The likelihood function equals [math]L\left(\left.p\right|x_{1}..x_{n}\right)=\Pi_{i=1}^{n}f\left(\left.x_{i}\right|p\right)=\Pi_{i=1}^{n}\left(p^{x}\left(1-p\right)^{1-x}\right)=p^{\sum_{i=1}^{n}x_{i}}\left(1-p\right)^{n-\sum_{i=1}^{n}x_{i}},p\in\left[0,1\right][/math]

The log-likelihood function equals [math]l\left(\left.p\right|x_{1}..x_{n}\right)=\sum_{i=1}^{n}x_{i}\log\left(p\right)+\left(n-\sum_{i=1}^{n}x_{i}\right)\log\left(1-p\right),\,p\in\left(0,1\right)[/math]

(Because [math]\log\left(0\right)=-\infty[/math], we will inspect [math]p=0[/math] and [math]p=1[/math] separately.)

We look for an interior solution:

[math]\begin{aligned} foc\left(p\right): & =\frac{\partial}{\partial p}l\left(\left.p\right|x_{1}..x_{n}\right)0\\ \Leftrightarrow & \frac{\sum_{i=1}^{n}x_{i}}{p}-\frac{n-\sum_{i=1}^{n}x_{i}}{1-p}=0\\ \Leftrightarrow & \widehat{p}_{ML}=\frac{\sum_{i=1}^{n}x_{i}}{n}\end{aligned}[/math]

Verifying the second-order condition reveals that our estimator is indeed a maximum.
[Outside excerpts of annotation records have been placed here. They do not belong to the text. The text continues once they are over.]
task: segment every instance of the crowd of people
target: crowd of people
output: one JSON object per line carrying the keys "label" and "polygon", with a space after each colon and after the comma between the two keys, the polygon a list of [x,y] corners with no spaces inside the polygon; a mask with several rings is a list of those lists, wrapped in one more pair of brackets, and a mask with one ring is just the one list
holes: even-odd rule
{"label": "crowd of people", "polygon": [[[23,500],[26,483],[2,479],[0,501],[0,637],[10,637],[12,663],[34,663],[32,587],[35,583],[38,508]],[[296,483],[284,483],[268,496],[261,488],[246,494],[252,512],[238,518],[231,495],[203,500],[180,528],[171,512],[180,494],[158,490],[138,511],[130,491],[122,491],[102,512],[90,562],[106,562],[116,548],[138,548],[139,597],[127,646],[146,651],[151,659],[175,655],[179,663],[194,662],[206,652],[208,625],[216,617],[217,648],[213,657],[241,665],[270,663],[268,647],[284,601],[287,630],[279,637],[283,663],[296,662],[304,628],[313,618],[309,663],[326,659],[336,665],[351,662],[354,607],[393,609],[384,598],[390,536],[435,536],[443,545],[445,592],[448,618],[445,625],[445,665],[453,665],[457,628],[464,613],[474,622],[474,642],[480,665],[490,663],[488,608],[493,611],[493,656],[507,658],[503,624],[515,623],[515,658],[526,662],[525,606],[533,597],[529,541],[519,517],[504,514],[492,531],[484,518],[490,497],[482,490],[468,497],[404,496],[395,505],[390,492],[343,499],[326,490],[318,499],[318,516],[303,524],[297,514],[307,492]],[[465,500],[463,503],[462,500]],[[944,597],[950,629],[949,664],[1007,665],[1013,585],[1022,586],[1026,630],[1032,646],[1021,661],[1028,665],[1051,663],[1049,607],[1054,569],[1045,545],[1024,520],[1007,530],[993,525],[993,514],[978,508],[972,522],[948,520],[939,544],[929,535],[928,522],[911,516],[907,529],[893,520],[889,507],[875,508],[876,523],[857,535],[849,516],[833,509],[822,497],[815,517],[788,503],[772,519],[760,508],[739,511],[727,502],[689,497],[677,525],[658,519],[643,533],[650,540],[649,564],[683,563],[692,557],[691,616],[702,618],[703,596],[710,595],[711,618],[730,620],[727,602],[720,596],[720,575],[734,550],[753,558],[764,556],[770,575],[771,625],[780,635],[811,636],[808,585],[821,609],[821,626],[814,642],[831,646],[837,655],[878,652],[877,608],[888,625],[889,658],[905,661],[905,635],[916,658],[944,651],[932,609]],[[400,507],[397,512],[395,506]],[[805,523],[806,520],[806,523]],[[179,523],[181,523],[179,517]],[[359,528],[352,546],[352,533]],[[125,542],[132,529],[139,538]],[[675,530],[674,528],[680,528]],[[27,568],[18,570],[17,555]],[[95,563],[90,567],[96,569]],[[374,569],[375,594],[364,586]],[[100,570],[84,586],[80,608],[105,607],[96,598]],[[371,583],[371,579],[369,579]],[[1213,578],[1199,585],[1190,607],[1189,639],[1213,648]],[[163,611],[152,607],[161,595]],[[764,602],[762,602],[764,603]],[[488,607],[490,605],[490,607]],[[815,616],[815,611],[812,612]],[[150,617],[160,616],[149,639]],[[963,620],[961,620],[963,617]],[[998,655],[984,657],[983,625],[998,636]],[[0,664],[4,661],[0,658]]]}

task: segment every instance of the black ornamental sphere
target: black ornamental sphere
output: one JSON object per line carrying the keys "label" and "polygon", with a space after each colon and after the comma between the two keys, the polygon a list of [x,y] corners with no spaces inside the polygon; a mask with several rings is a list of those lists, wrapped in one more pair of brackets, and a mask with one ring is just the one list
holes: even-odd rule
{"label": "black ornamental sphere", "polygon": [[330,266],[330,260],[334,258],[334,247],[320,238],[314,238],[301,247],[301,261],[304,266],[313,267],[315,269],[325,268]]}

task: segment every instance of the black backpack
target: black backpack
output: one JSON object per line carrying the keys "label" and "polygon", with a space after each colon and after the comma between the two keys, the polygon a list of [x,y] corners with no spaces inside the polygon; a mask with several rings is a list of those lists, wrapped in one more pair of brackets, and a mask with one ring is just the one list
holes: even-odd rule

Finally, consider the possible exceptions. When [math]\frac{\sum_{i=1}^{n}x_{i}}{n}=0[/math], [math]\widehat{p}_{ML}=0[/math], but this value is outside the allowed bounds of the log-likelihood.

Similarly, when [math]\frac{\sum_{i=1}^{n}x_{i}}{n}=1[/math], our estimator’s value falls outside the defined region of our log-likelihood. We can use the likelihood function to determine what the estimator is in these two cases:

  • [math]\sum_{i=1}^{n}x_{i}=0[/math], [math]\max_{p}\,L\left(\left.p\right|x_{1}..x_{n}\right)=\max_{p}\,\left(1-p\right)^{n}\Rightarrow\widehat{p}_{ML}=0[/math]
  • [math]\sum_{i=1}^{n}x_{i}=n[/math], [math]\max_{p}\,L\left(\left.p\right|x_{1}..x_{n}\right)=\max_{p}\,p^{n}\Rightarrow\widehat{p}_{ML}=1[/math]

Interestingly, our original formula [math]\widehat{p}_{ML}=\frac{\sum_{i=1}^{n}x_{i}}{n}[/math] also agrees with these two cases, and so we have found that for any admissible sample, [math]\widehat{p}_{ML}=\frac{\sum_{i=1}^{n}x_{i}}{n}[/math].

Notice also that the method of moments estimator coincides with the maximum likelihood estimator (this is not guaranteed by any means).